Jones, himself, grew up amid the grinding rural poverty of the Depression. He worked his way through school, became thoroughly familiar with the underside of America, and vowed to do something about it. While still in his twenties, he became director of the human rights commission in a large city, and integrated scores of businesses when it was dangerous to even try. When he was taken to a hospital with an appendicitis attack, he discovered that the patients were segregated, and there was unequal treatment. Though in great pain, he demanded that the hospital be integrated, and refused treatment until it was done.
His work earned him respect and the reputation for being someone who “meant business.” That was many years ago.
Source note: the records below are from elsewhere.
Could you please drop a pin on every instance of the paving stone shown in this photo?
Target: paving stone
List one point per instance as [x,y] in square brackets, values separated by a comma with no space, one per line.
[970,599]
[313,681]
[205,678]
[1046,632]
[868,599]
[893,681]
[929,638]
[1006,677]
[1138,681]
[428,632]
Today, Jim Jones still means business, particularly when it comes to defending fundamental human liberties and First Amendment freedoms, such as Freedom of the Press.
Recently, when four newsmen of the Fresno Bee newspaper were jailed for refusing to reveal a source of information – a right guaranteed them by California’s Shield Law – Jones took the Temple’s fleet of buses and a thousand members to Fresno to demonstrate in protest. After two such trips and several all night vigils outside of the Fresno County Courthouse, the newsmen were freed. They brought their families to a benefit dinner at Peoples Temple, just after their release, where 7000 people showed up, including California’s Lt. Governor, the mayor of San Francisco, several congressmen, and other governmental and community leaders, to pay tribute to Rev. Jones’ ministry.
The “Fresno Four” express their appreciation to Jim Jones and Peoples Temple for their support in words that were felt by everyone, judging by the long and loud ovation: “There is no doubt in our minds that what you, Rev. Jones, and your flock did in Fresno and, we understand, elsewhere at other times, is the most eloquent testimony possible to the brotherhood of man. You are truly a remarkable group of people, an affirmation of all that is best in the human race.”